In the business world, long-term loyalty to a CEO is supposed to be a good thing. For New England supermarket chain Market Basket, however, employees’ reverent appreciation for their former chief and co-owner, Arthur T. Demoulas, has proved to be destructive to the business in the short term, causing employee and customer protests as well as a state of decision paralysis among Market Basket’s board of directors.
In June, Demoulas was ousted in the culmination of a decades-long feud with his cousin, Arthur S. Demoulas, another co-owner of the family business. Arthur S. took control of the company, which is one of New England’s most successful retail chains, the New York Times reports.
The firing infuriated Market Basket employees, who had enjoyed good wages, regular bonuses and a generous profit-sharing plan. “You had Santa Claus in charge,” supermarket industry analyst Daivd Livingston of DJL Research in Milwaukee told the Boston Globe. “Every day it was Christmas.”
Many of the company’s 25,000 employees began staging demonstrations to demand their beloved CEO’s reinstatement.
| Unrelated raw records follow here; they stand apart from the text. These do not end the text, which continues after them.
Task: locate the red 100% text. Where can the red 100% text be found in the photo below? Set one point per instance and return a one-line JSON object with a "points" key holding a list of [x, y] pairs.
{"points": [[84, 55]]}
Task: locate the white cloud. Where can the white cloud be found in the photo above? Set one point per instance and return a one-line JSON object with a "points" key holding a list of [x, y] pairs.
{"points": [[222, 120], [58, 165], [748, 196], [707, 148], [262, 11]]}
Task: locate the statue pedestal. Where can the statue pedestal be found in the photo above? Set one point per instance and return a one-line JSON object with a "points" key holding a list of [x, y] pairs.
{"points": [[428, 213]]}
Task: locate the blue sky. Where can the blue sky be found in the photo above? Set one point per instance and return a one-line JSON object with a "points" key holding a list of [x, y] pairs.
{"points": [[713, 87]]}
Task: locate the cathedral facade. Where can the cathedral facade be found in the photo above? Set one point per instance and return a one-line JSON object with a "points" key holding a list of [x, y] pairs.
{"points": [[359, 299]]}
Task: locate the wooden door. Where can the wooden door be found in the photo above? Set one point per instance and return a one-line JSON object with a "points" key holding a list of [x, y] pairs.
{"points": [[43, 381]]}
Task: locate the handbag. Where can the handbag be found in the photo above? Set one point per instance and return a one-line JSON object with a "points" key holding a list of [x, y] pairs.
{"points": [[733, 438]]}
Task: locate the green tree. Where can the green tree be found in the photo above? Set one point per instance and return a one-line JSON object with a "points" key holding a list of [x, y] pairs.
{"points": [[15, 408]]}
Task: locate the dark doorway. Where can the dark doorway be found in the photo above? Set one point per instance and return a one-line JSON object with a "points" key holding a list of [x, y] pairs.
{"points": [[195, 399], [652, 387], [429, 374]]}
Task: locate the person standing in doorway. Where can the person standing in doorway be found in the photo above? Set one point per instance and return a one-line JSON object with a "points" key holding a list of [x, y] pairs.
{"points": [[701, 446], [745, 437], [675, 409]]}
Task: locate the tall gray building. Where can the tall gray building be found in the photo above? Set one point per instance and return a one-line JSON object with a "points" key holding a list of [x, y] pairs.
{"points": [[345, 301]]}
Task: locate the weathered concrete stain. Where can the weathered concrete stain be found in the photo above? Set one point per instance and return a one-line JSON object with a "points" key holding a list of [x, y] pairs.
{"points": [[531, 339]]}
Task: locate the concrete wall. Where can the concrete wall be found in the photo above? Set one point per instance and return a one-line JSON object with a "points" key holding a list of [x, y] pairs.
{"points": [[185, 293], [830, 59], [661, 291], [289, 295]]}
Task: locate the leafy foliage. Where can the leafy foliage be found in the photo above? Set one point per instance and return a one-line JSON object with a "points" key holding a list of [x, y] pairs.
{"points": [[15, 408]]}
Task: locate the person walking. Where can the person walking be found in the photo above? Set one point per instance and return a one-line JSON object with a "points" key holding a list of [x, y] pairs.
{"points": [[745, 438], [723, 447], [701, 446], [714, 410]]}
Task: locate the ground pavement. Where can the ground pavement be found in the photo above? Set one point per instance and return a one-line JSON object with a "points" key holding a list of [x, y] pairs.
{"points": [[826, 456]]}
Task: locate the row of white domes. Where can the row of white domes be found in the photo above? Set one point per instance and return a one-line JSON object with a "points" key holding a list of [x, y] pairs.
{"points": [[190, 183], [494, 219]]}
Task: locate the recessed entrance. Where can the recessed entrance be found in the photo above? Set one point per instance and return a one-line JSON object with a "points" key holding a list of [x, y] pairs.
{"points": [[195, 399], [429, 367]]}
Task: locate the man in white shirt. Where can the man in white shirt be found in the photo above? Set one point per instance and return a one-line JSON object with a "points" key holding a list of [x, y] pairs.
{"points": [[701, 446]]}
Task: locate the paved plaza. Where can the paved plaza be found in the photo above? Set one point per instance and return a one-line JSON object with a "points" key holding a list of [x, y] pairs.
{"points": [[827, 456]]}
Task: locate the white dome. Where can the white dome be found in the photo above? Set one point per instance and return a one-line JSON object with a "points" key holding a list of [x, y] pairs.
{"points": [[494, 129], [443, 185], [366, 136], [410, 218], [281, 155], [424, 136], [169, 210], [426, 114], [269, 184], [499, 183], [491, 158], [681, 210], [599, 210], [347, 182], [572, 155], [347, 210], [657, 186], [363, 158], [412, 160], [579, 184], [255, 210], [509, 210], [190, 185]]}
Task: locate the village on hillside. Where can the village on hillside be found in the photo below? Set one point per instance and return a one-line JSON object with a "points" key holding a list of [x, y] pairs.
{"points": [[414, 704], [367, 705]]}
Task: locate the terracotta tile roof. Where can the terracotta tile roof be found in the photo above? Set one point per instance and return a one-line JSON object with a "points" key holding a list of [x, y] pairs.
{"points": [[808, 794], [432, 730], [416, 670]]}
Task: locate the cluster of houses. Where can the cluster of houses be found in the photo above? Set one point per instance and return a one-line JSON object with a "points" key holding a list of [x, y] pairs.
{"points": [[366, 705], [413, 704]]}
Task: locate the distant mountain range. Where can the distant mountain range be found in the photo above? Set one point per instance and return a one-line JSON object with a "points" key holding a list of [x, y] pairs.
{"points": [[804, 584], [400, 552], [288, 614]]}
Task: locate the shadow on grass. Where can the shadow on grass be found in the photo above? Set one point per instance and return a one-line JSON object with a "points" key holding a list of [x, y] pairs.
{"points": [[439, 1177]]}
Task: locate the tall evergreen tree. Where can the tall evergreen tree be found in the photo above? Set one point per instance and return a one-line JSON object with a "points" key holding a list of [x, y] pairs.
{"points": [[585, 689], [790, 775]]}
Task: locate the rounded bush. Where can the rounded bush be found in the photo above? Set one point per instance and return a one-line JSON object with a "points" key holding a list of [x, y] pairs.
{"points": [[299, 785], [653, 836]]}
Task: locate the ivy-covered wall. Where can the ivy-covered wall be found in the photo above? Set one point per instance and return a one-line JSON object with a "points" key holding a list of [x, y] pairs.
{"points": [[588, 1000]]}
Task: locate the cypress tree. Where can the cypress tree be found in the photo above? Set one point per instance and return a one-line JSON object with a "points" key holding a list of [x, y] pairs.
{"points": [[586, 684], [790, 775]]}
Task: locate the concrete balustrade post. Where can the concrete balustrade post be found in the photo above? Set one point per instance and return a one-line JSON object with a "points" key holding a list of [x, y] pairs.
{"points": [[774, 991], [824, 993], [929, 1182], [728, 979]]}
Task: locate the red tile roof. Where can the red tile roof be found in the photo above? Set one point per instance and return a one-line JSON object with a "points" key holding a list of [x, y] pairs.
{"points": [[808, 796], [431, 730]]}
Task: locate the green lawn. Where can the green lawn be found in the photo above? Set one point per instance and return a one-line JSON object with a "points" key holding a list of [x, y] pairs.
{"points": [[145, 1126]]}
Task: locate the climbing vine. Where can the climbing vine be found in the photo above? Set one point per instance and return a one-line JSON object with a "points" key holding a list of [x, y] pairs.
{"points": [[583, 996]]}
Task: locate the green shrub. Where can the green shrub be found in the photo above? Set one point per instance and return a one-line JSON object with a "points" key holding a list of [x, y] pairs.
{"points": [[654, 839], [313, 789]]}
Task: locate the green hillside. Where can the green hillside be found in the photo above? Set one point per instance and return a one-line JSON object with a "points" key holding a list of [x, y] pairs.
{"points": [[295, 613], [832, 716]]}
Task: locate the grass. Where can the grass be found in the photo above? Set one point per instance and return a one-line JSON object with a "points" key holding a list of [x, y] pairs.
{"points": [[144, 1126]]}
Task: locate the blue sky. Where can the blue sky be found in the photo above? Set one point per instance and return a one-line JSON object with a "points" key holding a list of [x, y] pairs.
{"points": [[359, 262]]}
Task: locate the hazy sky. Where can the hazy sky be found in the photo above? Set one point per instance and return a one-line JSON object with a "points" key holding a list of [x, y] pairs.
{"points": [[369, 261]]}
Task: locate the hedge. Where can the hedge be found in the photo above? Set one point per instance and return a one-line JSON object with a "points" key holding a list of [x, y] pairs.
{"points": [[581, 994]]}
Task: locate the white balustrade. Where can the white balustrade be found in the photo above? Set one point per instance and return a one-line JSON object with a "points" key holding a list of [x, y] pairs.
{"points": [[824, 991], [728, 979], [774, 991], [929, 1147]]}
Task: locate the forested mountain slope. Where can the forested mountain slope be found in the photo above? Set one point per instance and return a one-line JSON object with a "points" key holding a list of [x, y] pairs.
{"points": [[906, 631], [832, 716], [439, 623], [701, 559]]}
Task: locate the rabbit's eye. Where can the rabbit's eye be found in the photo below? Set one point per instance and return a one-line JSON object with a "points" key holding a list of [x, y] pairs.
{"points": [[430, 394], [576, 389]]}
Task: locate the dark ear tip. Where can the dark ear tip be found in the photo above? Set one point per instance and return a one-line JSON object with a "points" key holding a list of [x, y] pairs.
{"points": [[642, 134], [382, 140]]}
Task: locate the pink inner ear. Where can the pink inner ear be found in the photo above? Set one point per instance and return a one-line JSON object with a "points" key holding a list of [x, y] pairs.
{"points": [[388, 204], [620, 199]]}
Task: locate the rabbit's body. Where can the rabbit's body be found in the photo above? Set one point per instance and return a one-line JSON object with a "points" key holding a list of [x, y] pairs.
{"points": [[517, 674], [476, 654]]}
Customers joined the cause, boycotting the chain. At this writing, Market Basket stores were still open, and many employees were still going to work, but the shelves were nearly empty, and customers were few.
As sales plummet and the company hemorrhages money, its board is quietly negotiating with potential buyers, including the ousted Arthur T. Demoulas. He announced in July that he had bid to buy the 50.5% of the company that he and his allies in the Demoulas family do not own, according to the Times.
Some Market Basket board members reportedly believe Arthur T. is the most promising bidder because he is well positioned to rally employees and customers behind him to end the standoff. But some board members may consider his bid less appealing than other bids, which come from national supermarket chains and investment firms. Unlike these bidders, Arthur T. would need to secure financing for his purchase. Moreover, as CEO he at times made decisions that benefitted customers and employees at the expense of shareholders, a management style that could work against him in a shareholder vote on a sale.
The employee and customer actions in support of Arthur T. complicate the potential sale. If he were to urge workers and customers to end their protest, as some have called on him to do, he could lose leverage in the negotiating process and decrease his odds of winning the company. The longer the protests continue, the lower the company’s value—and the less Arthur T. and others would have to pay to take it over.
The Boston Globe has accused the Demoulas family of allowing their internal feud to cloud their judgment, noting that members are “stubbornly sticking to their positions instead of using clear-headed business judgment.” The paper has urged Massachusetts governor Deval Patrick to mediate the dispute.
Indeed, it appears mediation is urgently needed to prevent the precipitously declining company from collapsing. Market Basket has a number of good options. But to realize them, it must move beyond its past frictions and chart a more stable course for the future.